Edit: I realise this is causing a lot of confusion, perhaps I've not been very clear as to what exactly I'm asking for, so here's a more clear summary.
I'm saying that if degree is positive integral power of the highest order derivative when the DE is expressible as a polynomial in derivatives then what is the degree of say, $ (y')^{1/3} = y''$?
According to me it should be undefined because it's not a polynomial in derivatives. But what I see most people do is raise both sides to the power $3$ then the new DE $y' = (y'')^3$ is a polynomial in derivatives with degree$3$, then they say the degree of the given DE is $3$.
All I'm saying is, isn't this kind of invalid because raising an equation to some power changes the equation? Not only that, I can raise it to different powers so that the resulting DE is a polynomial in derivatives, for eg: $(y')^{1/3} = y'' \Rightarrow (y')^3= (y'')^9$ which is a polynomial in derivatives, hence power of highest order derivative now is $9$ which is the degree of DE. You see, using that logic, we can get different degrees for same DE.
Firstly, I need someone to provide a proper definition of "degree" of an ODE.
The definition in my college textbook is, "Degree of an ODE is the highest power of the highest order derivative in the equation after clearing all radicals and fractions, if they exist."
Which is, I must say, impressively as garbage as a definition can get. For instance, according to that definition the order of $ \sin(y') + y = 5x^2 $ is $1$ since there are no fractions or radicals to be cleared, while the degree of that DE should be undefined.
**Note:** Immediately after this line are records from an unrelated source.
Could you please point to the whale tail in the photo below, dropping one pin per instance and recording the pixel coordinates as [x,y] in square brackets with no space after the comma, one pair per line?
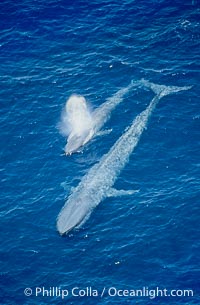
[162,90]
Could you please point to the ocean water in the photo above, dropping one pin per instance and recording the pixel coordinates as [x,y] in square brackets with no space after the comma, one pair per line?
[50,50]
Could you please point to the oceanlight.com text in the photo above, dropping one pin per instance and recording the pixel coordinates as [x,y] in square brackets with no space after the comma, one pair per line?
[106,291]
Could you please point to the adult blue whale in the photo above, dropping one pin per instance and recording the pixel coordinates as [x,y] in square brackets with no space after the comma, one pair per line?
[97,184]
[98,118]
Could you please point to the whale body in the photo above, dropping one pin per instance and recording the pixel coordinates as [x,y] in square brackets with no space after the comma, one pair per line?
[98,183]
[83,124]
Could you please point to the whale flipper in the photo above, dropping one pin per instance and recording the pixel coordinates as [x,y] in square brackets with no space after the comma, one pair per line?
[163,90]
[116,193]
[104,132]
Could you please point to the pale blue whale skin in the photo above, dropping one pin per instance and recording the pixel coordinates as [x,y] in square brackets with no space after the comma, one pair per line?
[97,184]
[99,117]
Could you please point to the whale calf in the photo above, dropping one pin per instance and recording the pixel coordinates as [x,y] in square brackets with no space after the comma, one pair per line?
[79,122]
[83,124]
[98,183]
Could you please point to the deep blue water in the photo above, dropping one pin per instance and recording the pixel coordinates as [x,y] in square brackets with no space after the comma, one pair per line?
[49,50]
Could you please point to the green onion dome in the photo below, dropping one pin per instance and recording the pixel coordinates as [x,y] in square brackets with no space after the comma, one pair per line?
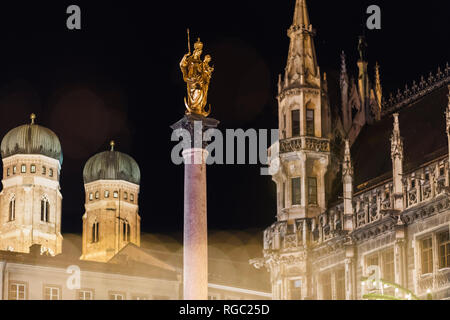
[32,139]
[111,165]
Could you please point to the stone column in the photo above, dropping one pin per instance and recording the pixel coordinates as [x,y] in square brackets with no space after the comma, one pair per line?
[447,116]
[195,226]
[400,264]
[350,276]
[195,238]
[397,164]
[347,180]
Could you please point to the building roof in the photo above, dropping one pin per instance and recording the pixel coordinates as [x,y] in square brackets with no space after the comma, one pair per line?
[422,127]
[228,258]
[111,165]
[71,256]
[32,139]
[161,257]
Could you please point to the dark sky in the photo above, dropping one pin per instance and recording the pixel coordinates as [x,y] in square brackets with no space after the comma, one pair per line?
[118,78]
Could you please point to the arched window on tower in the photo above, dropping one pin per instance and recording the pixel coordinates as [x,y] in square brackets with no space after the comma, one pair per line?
[310,131]
[126,231]
[12,209]
[45,210]
[95,232]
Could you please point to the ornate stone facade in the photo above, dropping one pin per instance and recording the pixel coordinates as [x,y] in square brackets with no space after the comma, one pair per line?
[111,220]
[30,201]
[396,224]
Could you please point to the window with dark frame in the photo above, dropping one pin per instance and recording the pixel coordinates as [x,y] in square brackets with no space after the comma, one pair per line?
[427,255]
[312,190]
[296,191]
[326,287]
[45,210]
[310,122]
[95,236]
[295,118]
[12,209]
[51,293]
[296,289]
[340,284]
[388,266]
[17,291]
[443,240]
[126,231]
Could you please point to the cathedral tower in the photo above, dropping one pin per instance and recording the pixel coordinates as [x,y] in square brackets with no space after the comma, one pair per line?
[111,220]
[30,202]
[301,164]
[304,122]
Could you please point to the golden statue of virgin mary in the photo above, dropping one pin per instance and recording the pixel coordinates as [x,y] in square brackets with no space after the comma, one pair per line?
[197,75]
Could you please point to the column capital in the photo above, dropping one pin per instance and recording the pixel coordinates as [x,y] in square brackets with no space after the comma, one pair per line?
[196,125]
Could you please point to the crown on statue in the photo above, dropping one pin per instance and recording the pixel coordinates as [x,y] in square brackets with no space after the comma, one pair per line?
[198,45]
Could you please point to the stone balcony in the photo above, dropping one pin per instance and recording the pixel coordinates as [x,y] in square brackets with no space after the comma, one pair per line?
[304,144]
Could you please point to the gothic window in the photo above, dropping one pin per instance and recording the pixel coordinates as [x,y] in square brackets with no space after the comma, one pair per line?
[45,210]
[340,284]
[310,122]
[17,291]
[444,249]
[126,231]
[95,236]
[296,191]
[388,266]
[12,209]
[312,190]
[427,255]
[295,118]
[326,287]
[441,171]
[296,289]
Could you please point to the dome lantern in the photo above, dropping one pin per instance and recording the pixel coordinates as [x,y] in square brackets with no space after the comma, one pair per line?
[111,165]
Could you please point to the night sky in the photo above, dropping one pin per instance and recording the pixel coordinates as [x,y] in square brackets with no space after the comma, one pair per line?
[118,78]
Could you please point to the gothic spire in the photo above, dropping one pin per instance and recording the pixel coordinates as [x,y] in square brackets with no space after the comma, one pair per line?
[301,68]
[447,113]
[347,167]
[397,164]
[378,88]
[301,17]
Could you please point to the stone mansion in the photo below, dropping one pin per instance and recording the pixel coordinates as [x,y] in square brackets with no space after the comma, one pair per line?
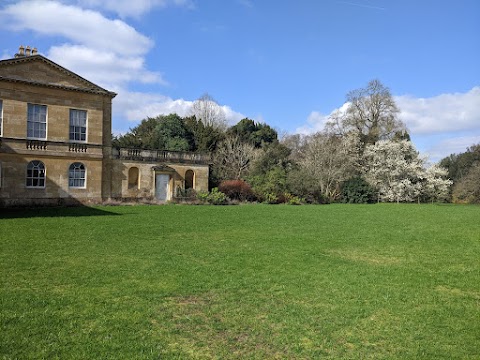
[55,143]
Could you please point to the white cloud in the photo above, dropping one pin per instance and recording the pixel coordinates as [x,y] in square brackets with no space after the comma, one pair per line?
[440,125]
[133,8]
[442,113]
[316,121]
[107,52]
[86,27]
[437,149]
[104,68]
[136,106]
[439,114]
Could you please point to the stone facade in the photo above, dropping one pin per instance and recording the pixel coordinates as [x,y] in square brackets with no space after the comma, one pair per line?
[55,143]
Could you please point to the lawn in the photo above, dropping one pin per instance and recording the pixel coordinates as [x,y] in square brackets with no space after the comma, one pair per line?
[241,282]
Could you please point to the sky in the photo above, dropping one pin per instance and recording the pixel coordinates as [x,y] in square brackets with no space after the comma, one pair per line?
[286,63]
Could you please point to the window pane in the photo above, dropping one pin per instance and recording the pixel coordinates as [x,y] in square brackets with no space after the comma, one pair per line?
[37,121]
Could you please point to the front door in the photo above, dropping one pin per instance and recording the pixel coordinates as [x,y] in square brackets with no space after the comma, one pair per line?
[161,186]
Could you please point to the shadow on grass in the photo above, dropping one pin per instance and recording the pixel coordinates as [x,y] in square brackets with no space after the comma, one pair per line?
[17,213]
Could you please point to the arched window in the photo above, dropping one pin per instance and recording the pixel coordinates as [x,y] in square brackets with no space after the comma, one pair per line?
[133,177]
[35,174]
[76,175]
[189,179]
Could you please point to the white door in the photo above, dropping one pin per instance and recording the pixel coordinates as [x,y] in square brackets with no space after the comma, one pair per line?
[161,187]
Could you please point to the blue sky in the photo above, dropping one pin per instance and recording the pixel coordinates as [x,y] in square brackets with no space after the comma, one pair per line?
[287,63]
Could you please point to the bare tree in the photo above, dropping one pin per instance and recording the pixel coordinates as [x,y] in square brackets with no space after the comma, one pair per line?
[233,158]
[207,110]
[327,160]
[371,113]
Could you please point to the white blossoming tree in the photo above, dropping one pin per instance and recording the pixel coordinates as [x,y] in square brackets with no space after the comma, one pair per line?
[395,170]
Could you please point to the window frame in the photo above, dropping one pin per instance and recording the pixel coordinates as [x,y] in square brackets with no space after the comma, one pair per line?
[75,169]
[75,132]
[38,178]
[1,117]
[32,121]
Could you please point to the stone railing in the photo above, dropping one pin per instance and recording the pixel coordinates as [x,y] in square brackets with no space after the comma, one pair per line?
[161,156]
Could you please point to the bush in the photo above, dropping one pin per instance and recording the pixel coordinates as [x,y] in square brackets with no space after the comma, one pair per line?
[270,198]
[237,190]
[357,190]
[215,197]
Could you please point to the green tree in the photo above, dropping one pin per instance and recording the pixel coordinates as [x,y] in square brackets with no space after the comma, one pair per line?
[203,138]
[371,114]
[254,133]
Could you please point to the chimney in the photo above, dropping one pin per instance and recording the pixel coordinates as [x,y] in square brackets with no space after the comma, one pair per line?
[26,51]
[21,52]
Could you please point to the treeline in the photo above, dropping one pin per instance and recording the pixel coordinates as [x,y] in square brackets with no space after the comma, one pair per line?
[363,155]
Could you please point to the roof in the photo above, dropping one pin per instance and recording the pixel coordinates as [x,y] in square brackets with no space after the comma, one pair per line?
[77,83]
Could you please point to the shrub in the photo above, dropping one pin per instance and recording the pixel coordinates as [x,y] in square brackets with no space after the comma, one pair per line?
[357,190]
[237,190]
[292,199]
[215,197]
[270,198]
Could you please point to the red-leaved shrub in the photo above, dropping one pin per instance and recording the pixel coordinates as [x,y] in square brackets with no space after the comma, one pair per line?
[237,190]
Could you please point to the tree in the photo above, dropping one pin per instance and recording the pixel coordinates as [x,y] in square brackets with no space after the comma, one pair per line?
[328,160]
[268,173]
[207,110]
[395,170]
[357,190]
[204,138]
[164,132]
[436,186]
[232,158]
[467,190]
[371,113]
[171,134]
[257,134]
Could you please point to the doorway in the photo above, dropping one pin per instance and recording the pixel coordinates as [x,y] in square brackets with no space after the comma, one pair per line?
[162,186]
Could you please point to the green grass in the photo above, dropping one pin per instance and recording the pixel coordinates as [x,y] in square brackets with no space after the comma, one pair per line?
[241,282]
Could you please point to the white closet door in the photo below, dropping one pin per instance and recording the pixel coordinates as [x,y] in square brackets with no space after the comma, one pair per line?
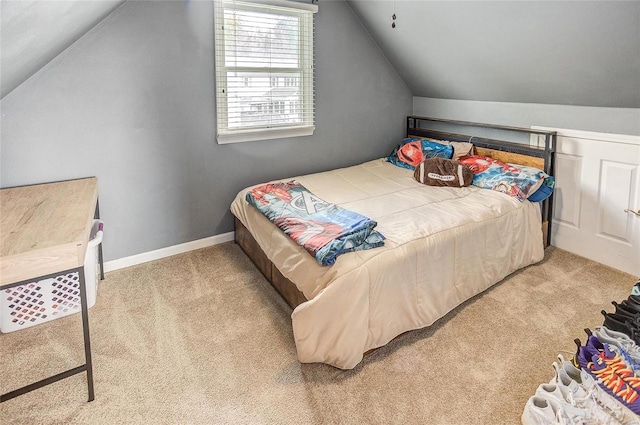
[598,178]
Another definition, I see around on the internet is, "if the differential equation is a polynomial in derivatives, then the highest power of the highest order derivative is the degree of the ODE", cool, a little clearer and precise definition. But then they go on and say the degree of the DE $\sqrt{1 + y} = y'$ is $2$, that is, they basically square that DE on both sides to get a polynomial in derivatives but wait, wait, wait... I don't know how right I am about this, but I'm certain squaring an equation changes the equation, it's not the same equation anymore!!
Not only that, if you wanna play like that then the degree of the DE $(y'')^3 = y$ is $3$ while cubing the same DE will result in $(y'')^9 = y^3$ which is also a polynomial in derivatives, so it's degree is now $9$?
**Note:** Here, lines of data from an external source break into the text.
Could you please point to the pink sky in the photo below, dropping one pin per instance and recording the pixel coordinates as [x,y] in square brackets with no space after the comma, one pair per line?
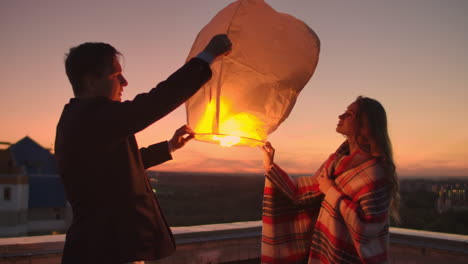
[409,55]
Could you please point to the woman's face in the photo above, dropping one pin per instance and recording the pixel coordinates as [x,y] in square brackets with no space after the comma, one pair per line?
[346,123]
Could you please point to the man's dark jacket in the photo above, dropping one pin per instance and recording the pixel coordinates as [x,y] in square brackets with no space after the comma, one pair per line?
[116,217]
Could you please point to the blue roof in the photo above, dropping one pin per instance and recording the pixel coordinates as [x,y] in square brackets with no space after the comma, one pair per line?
[45,186]
[33,157]
[46,192]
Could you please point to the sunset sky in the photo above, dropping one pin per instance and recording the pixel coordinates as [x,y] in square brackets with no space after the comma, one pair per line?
[411,55]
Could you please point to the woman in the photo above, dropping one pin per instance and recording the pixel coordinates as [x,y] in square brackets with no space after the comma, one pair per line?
[339,215]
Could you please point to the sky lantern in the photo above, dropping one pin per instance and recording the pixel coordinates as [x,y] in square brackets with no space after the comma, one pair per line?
[254,88]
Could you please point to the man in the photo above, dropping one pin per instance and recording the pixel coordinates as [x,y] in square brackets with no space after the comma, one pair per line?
[116,217]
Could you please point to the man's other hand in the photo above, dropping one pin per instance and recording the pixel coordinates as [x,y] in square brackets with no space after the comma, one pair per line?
[181,136]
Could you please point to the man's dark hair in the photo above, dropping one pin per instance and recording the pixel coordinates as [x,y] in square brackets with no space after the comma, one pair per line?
[88,58]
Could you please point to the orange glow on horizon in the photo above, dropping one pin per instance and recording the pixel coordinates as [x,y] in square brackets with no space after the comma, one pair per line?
[243,129]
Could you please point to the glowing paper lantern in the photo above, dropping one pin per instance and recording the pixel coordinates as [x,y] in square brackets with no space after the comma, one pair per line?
[254,88]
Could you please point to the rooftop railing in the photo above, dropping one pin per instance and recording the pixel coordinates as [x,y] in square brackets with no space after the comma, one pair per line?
[240,243]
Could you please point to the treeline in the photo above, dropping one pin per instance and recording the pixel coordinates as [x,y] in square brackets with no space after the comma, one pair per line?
[418,211]
[198,199]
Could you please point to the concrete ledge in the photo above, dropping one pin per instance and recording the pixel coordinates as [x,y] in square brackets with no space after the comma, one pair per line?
[240,243]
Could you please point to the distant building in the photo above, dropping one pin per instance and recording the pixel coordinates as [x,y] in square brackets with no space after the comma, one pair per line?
[33,199]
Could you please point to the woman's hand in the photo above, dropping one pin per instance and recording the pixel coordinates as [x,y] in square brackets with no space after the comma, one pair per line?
[325,183]
[268,155]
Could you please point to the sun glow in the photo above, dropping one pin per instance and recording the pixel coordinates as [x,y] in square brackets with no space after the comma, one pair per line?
[233,128]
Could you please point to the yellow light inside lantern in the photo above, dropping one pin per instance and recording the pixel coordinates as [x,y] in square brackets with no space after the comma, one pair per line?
[227,141]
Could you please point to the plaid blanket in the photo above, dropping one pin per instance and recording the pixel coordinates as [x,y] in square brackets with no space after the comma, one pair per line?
[349,224]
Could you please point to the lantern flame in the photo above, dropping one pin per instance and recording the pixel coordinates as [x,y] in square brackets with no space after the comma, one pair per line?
[233,129]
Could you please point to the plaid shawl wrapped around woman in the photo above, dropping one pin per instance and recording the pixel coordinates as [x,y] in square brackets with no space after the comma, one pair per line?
[349,224]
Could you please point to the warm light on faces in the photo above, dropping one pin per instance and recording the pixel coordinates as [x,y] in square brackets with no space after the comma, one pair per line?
[111,83]
[347,121]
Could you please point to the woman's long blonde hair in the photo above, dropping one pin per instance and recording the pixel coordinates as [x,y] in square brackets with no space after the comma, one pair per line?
[372,135]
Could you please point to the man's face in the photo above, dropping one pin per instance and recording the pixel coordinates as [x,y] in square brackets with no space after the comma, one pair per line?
[111,83]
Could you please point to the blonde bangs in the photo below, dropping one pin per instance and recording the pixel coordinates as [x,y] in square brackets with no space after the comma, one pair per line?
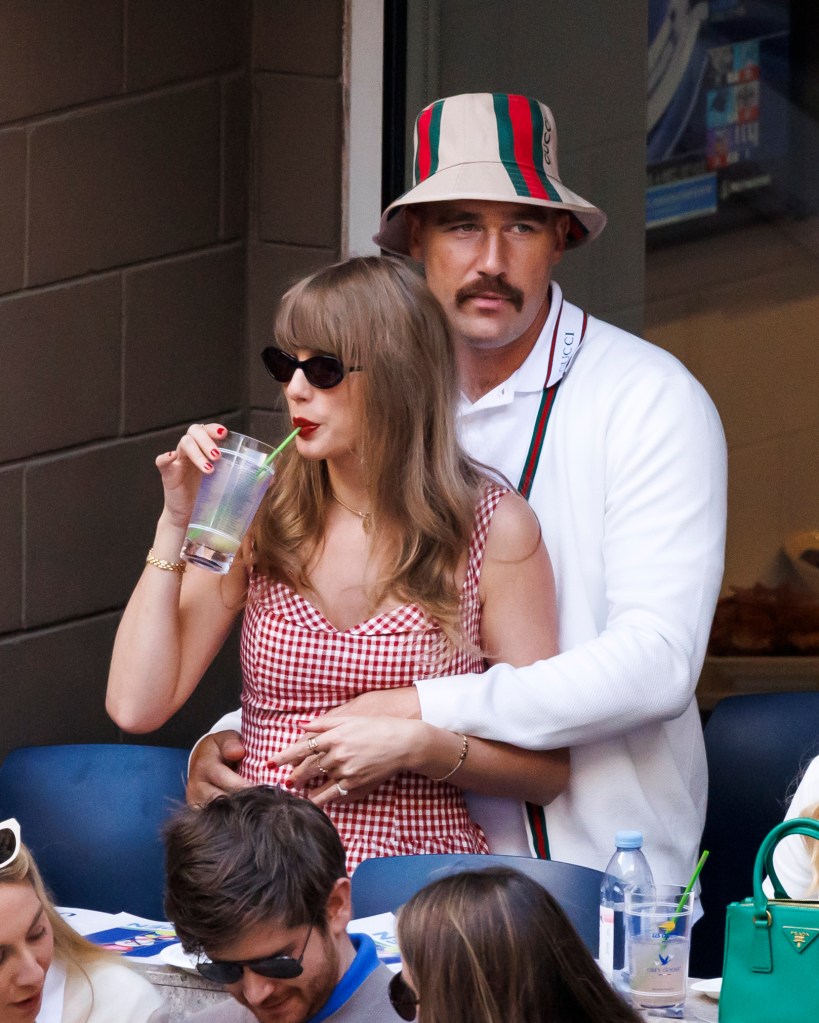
[377,314]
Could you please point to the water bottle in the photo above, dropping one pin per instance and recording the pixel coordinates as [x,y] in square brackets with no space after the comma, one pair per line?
[627,868]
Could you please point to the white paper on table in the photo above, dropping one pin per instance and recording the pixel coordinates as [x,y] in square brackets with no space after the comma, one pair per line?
[92,921]
[381,928]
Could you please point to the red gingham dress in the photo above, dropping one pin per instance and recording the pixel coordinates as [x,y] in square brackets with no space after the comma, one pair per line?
[297,665]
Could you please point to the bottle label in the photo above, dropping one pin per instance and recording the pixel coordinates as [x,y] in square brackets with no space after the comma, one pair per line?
[606,950]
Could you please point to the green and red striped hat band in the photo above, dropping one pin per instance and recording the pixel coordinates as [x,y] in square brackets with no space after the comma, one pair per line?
[496,146]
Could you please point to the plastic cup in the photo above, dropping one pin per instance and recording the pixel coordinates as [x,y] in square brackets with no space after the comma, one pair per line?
[657,947]
[227,501]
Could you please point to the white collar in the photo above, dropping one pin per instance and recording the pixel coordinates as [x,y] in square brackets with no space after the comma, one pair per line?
[530,374]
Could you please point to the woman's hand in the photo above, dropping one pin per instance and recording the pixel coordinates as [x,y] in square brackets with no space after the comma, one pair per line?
[356,753]
[182,469]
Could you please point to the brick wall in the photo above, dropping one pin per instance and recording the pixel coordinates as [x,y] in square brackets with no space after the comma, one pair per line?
[166,167]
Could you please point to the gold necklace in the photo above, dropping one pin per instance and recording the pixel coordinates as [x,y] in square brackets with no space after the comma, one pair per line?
[366,517]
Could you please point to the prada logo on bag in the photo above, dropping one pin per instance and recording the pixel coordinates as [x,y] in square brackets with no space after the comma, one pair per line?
[801,937]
I also just went through first few pages of G.F. Simmons and I think he has totally skipped the topic of degree altogether. Nice.
The "degree" of a differential equation is, in an introductory level course, a teaching aid to be able to formulate a greater diversity of classification exercises. Which is useful when learning the "language" of differential equations, to get an intuition on what is syntactically correct and what is symbolic garbage. As there is no theoretical follow-up there is also no sharp definition, what is expected as answer depends on the textbook or course material, so all what you cited is likely correct in the context it was used.
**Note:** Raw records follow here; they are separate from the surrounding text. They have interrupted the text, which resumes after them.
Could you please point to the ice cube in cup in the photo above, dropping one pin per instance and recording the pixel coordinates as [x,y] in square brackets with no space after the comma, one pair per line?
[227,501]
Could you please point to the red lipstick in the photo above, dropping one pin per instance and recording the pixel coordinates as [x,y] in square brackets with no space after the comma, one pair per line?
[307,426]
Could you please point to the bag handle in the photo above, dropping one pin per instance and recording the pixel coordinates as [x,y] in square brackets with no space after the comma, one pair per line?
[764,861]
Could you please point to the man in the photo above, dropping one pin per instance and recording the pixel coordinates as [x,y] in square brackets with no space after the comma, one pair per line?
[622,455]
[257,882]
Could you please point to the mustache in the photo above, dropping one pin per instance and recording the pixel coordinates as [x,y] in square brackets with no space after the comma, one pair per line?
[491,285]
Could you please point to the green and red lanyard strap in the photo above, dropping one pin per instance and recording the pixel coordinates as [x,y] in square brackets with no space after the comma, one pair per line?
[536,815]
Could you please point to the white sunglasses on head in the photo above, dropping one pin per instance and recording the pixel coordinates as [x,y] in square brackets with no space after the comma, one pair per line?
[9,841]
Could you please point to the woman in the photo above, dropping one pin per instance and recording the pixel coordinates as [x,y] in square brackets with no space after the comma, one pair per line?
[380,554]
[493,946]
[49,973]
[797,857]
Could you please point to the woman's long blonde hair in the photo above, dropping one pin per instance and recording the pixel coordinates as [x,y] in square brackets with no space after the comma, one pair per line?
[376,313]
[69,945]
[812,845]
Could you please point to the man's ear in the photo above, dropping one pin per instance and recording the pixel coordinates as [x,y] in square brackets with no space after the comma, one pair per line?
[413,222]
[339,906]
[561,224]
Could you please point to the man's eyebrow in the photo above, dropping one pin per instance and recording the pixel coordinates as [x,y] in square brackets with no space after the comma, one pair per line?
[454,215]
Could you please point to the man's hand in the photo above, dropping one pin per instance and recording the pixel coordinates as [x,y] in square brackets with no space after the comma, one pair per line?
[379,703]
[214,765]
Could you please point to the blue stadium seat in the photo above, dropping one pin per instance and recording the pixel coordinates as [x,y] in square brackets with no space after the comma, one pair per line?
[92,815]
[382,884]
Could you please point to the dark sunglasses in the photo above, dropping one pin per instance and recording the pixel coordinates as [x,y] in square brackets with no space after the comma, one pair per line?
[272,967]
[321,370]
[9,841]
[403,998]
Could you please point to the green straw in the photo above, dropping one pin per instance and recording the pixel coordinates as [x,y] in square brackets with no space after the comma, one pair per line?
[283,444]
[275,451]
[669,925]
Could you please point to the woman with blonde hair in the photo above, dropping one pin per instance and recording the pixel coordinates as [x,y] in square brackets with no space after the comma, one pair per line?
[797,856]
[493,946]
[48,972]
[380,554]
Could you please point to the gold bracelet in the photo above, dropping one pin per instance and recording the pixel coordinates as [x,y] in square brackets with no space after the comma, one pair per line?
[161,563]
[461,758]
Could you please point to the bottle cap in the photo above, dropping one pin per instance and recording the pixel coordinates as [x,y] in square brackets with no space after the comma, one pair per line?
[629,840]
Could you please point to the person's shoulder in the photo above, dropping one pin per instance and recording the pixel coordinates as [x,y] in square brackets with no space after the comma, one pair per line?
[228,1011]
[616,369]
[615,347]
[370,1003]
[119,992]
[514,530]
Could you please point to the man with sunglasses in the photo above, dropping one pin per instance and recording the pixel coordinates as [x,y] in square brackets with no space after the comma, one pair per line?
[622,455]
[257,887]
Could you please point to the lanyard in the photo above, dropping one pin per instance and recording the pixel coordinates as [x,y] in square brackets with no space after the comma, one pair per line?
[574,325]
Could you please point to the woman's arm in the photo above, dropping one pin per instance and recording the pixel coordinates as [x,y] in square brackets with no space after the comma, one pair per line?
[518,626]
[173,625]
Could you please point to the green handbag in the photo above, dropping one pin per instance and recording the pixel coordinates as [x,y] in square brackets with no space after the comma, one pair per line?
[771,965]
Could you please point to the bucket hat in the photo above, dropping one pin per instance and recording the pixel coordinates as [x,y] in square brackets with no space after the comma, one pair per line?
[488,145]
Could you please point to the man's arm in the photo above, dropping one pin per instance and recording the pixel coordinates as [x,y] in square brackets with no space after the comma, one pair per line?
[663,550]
In an advanced, specialized context the idea of an degree also makes sense in an algebraic treatment of purely algebraic differential equations (which means no sine permitted). It tells you how many (complex-valued) solution curves pass through any generic point of the state space. For that purpose, all branches of roots that occur in the differential equation are considered, which is the same as finding the minimal-degree polynomial that contains the given equation as one case. The degree of the DE is then the degree of the highest order derivative. $y'=y^3$ and $y'=x^9$ are both degree $1$.
For a practical demonstration, when you put such an algebraic differential equation (not DAE) in WolframAlpha, it gives the solution in that extended context, which may be confusing if the given differential equation is real and a real solution is expected.
In real calculus terms, it is as you observed, you only add spurious solutions by switching to this smallest polynomial DE. The degree does not really serve a generally useful purpose here.
As for the example $y'=y^{1/3}$, under the definition of "polynomial in the highest order derivative, everything else is coefficient functions", the degree is clearly $1$. Under the definition "all roots dissolved, minimal polynomial in all derivative orders", you get $y'^3=y$ as this polynomial and thus degree $3$. The degree $9$ expression is not minimal as polynomial.